Laura Blankenship offers excellent advice on how to start that new WL position:
Your dream job has arrived! Long hours, little pay, no benefits, weekly critiques from your customers…welcome to worship leading!
Okay, I promise it’s not that bad. It’s great actually. Even though you have just begun your Worship Leader journey, you know as well as I do that we don’t do it for the money. And the rewards are tremendous. Watching someone raise their hand to accept Christ, baptizing your friend whose life has been forever changed, feeling that family sense of camaraderie with your band mates; it never gets old.
But maybe right now you are feeling overwhelmed by the newness of the job. I know I was! I had all these IDEAS and I was ready to solve all of the PROBLEMS and I couldn’t wait to CHANGE everything. I came it like a bulldozer.
Let me tell you how that worked out for me. Not great.

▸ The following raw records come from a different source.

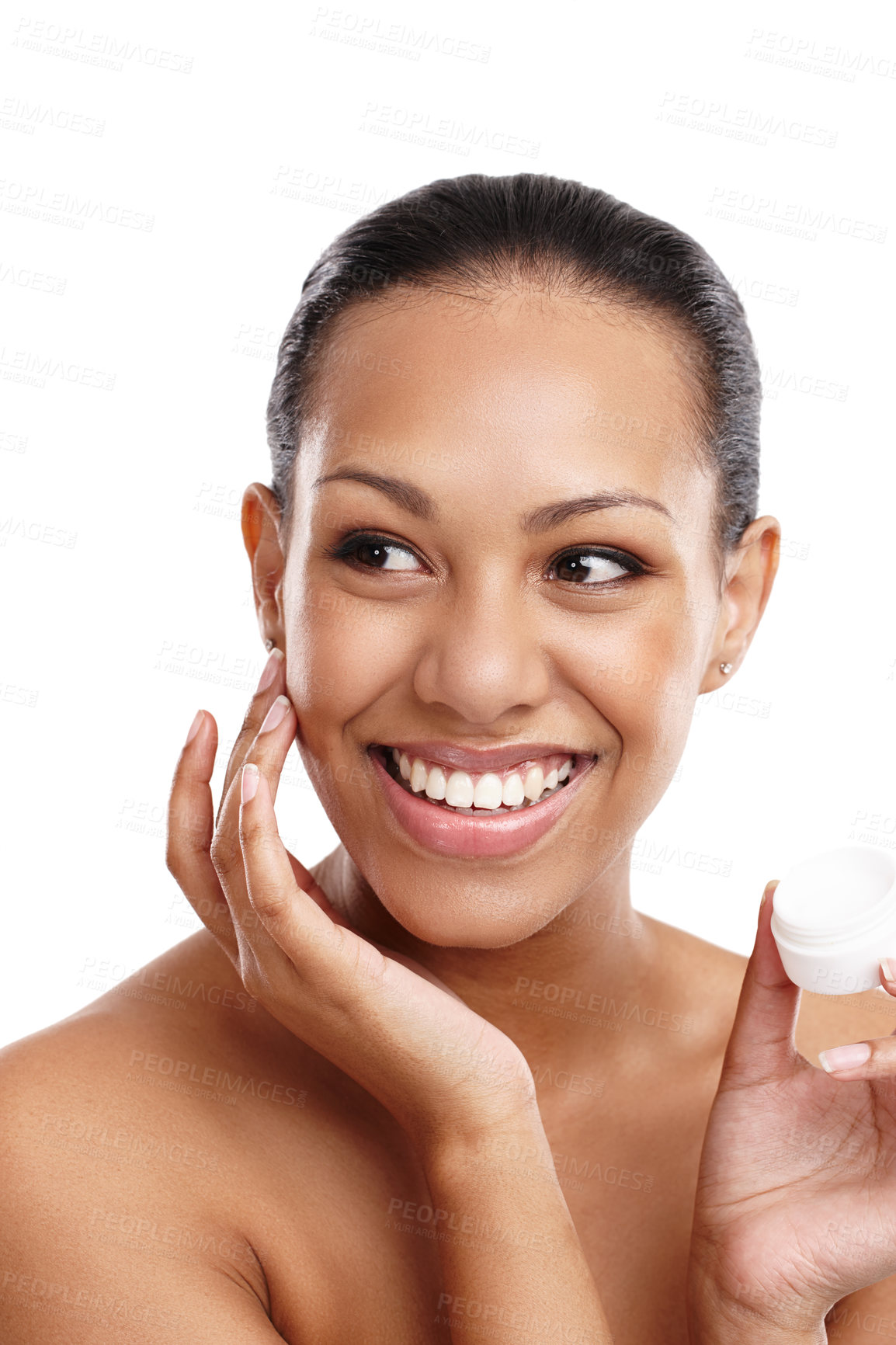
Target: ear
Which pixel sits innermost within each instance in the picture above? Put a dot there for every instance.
(260, 521)
(749, 573)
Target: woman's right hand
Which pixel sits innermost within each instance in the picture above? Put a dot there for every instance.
(381, 1017)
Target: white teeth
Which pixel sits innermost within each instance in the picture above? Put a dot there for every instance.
(459, 791)
(488, 793)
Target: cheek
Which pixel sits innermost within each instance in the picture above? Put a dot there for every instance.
(342, 657)
(644, 677)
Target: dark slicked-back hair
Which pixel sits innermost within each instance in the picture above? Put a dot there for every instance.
(484, 235)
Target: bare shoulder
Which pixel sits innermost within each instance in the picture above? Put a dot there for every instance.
(115, 1207)
(172, 1157)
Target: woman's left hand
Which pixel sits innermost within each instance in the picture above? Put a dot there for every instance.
(795, 1199)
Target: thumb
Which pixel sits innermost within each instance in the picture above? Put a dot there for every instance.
(762, 1047)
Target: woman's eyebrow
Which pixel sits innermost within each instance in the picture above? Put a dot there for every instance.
(415, 501)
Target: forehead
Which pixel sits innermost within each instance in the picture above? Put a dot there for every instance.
(525, 396)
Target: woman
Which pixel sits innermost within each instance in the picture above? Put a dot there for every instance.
(451, 1086)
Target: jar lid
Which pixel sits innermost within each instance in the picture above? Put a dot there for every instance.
(835, 895)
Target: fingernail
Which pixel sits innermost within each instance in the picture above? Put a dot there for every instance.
(844, 1058)
(275, 714)
(269, 670)
(248, 782)
(194, 727)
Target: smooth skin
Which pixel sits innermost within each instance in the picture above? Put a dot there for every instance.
(398, 990)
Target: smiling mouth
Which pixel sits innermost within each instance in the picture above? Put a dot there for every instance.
(491, 794)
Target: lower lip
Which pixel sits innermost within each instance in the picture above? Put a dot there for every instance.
(460, 834)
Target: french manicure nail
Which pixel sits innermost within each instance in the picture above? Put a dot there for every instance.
(275, 714)
(248, 782)
(846, 1058)
(194, 727)
(269, 670)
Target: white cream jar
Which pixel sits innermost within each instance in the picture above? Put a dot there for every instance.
(835, 918)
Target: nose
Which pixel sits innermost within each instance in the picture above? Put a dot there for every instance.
(482, 659)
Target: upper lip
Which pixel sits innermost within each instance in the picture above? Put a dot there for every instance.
(478, 760)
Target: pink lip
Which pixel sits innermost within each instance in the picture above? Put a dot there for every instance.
(457, 834)
(478, 760)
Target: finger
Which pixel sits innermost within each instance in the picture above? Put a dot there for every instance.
(297, 923)
(873, 1058)
(762, 1045)
(268, 752)
(887, 973)
(190, 832)
(271, 683)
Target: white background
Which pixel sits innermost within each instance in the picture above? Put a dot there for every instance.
(170, 176)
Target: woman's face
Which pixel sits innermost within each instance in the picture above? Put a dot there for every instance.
(501, 561)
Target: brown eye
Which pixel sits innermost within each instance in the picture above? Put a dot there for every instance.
(374, 553)
(591, 568)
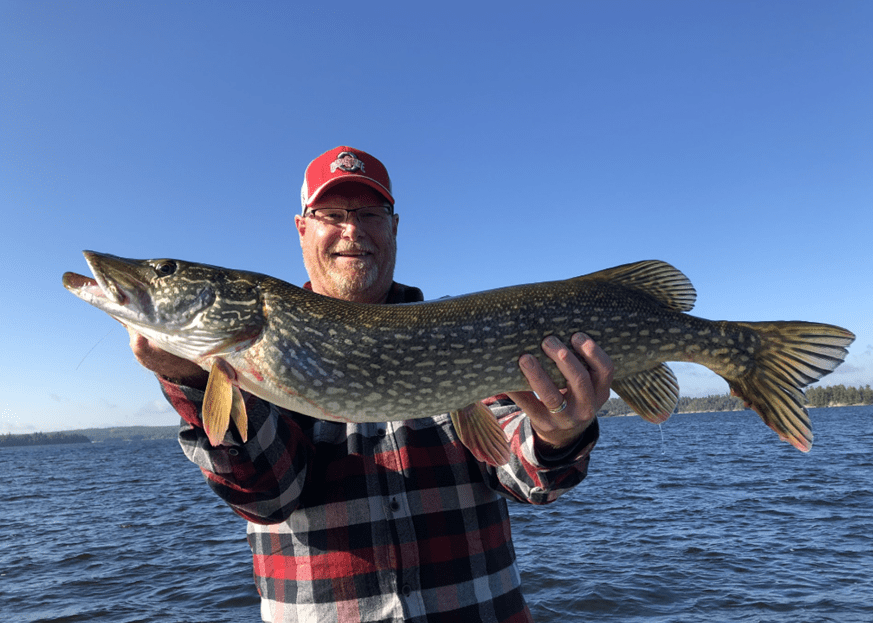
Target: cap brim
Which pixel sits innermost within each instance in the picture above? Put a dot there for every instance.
(361, 179)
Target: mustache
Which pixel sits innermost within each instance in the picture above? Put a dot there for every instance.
(348, 247)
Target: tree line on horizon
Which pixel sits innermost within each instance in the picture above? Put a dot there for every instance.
(830, 396)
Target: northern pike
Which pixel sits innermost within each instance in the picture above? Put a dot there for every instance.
(350, 362)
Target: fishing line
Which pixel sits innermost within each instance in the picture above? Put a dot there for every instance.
(95, 346)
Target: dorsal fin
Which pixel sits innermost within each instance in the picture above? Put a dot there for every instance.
(658, 279)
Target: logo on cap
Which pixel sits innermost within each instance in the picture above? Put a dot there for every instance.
(348, 162)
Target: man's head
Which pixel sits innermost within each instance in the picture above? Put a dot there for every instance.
(348, 229)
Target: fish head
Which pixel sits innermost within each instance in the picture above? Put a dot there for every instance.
(192, 310)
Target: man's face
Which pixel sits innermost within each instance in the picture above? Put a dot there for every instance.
(354, 260)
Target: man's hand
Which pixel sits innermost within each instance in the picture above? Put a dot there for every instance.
(588, 376)
(166, 364)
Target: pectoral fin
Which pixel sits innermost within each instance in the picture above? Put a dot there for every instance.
(222, 402)
(479, 430)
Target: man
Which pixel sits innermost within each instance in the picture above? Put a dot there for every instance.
(388, 521)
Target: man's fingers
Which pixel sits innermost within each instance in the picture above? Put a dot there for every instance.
(600, 367)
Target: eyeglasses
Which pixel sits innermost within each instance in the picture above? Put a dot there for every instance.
(373, 216)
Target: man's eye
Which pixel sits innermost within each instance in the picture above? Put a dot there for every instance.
(332, 215)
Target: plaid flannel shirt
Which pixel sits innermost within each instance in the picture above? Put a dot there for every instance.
(387, 521)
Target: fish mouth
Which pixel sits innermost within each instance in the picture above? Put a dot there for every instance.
(109, 285)
(95, 289)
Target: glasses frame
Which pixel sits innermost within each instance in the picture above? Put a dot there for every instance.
(313, 212)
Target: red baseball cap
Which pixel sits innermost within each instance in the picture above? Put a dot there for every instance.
(344, 164)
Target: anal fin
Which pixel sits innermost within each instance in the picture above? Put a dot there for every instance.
(479, 430)
(652, 394)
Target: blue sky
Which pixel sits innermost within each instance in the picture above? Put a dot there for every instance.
(732, 139)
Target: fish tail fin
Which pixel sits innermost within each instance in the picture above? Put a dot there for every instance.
(223, 402)
(791, 356)
(479, 430)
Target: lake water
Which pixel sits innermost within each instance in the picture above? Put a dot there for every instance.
(705, 518)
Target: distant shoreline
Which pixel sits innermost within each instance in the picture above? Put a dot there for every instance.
(118, 434)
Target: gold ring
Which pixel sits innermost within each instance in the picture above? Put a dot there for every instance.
(560, 407)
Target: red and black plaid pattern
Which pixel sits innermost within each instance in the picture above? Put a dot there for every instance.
(391, 521)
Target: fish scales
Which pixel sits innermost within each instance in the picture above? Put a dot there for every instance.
(345, 361)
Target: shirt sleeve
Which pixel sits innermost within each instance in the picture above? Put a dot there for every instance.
(529, 477)
(261, 479)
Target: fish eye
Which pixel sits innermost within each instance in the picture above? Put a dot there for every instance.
(165, 268)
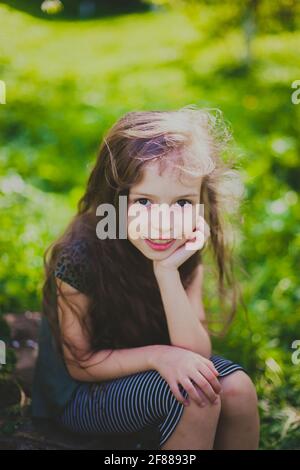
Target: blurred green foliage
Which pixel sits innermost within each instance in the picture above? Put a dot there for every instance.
(67, 82)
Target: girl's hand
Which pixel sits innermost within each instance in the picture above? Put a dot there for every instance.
(195, 373)
(182, 253)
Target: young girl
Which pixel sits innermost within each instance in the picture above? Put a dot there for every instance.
(124, 338)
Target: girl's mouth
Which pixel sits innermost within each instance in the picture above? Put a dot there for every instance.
(159, 245)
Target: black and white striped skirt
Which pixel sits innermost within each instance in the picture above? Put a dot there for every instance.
(131, 403)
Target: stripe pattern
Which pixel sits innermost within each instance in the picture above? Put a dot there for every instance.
(129, 404)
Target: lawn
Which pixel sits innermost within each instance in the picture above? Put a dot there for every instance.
(67, 81)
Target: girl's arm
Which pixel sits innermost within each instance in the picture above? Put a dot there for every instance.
(102, 365)
(194, 293)
(181, 309)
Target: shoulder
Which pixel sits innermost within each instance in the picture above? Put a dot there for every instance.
(73, 265)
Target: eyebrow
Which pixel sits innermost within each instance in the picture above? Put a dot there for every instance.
(152, 195)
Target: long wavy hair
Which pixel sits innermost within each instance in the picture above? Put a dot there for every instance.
(125, 307)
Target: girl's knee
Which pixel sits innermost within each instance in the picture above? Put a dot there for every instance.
(238, 389)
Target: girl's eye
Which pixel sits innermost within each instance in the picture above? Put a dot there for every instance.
(142, 201)
(184, 200)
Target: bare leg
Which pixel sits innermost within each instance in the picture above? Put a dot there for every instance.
(196, 428)
(238, 426)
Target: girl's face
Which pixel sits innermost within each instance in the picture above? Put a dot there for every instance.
(173, 202)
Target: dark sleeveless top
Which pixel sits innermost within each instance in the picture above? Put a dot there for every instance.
(53, 386)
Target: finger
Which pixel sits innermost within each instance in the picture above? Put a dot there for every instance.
(210, 365)
(202, 395)
(189, 387)
(205, 386)
(210, 376)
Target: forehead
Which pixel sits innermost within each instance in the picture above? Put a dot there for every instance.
(170, 182)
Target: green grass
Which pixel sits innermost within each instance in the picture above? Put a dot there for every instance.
(68, 81)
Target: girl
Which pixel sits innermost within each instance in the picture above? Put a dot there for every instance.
(124, 339)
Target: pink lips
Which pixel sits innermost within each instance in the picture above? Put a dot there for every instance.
(159, 246)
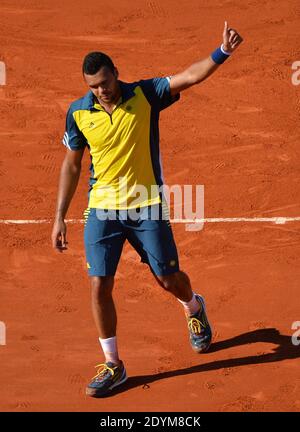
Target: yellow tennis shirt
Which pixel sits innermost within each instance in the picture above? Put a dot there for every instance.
(124, 146)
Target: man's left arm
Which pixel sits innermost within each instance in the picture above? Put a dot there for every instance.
(202, 69)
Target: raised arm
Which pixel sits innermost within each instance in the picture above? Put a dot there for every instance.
(202, 69)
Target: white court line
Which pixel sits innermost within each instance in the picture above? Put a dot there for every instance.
(277, 220)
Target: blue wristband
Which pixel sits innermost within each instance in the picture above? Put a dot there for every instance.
(219, 56)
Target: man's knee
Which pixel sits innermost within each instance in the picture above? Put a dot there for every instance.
(101, 286)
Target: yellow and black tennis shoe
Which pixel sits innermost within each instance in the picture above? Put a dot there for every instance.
(107, 378)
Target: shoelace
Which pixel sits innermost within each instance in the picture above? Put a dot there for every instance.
(103, 369)
(195, 325)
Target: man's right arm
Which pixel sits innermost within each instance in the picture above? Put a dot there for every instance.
(69, 176)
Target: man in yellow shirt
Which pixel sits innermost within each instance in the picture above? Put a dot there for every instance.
(118, 123)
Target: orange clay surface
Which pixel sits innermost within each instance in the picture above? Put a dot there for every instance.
(237, 134)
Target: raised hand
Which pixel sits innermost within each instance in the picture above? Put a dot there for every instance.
(231, 39)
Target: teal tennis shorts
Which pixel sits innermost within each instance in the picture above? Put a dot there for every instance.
(147, 229)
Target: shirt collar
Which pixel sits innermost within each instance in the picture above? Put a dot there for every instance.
(127, 92)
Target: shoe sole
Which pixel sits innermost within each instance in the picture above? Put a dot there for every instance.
(96, 393)
(199, 351)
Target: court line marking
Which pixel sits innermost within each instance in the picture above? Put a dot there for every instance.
(280, 220)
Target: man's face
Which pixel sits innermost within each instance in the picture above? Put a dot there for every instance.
(104, 84)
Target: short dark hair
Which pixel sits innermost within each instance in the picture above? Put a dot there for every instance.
(94, 61)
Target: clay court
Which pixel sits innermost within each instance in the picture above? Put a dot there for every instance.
(237, 134)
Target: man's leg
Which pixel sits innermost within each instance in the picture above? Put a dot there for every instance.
(179, 285)
(103, 308)
(105, 316)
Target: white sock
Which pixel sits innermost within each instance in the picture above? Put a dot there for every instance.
(110, 349)
(191, 307)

I am so grateful to God that He so patiently and lovingly taught me several things along they way. Hopefully, you can take a few of these tips and save yourself some WL heartache.
1. Build relationships. Build relationships. Build relationships.
My first week as a Worship Leader I had 10ish volunteer musicians. Six weeks later I had four. Yikes. Coming into this position, I should have spent most of my time building relationships with those 10 volunteers. Think about it. Those volunteers were used to serving under someone completely different than me. They didn’t know me or trust me.
Put in the time to get to know the volunteers that have been around longer than you. Grab coffee, hang out after church, whatever it takes. Build a relationship so they know that you care and they learn that they can count on you. You are more than just their band leader, you are their spiritual leader and friend.
I cannot stress this enough. Even if this were all you did, at least you would have a loyal, devoted team.
2. Change one thing at a time.
All those great ideas you have? All those problems you know how to solve? Write them down and save them for later. You only need to look at one at a time. Change is hard for most people. And you yourself are something that has changed for your church already. Don’t overwhelm them with change all at once. I’m talking about your volunteer team AND your congregation. Maybe you have plans to completely change the worship music and never use those “old” songs again. Make it a slow process or watch a mass exodus happen.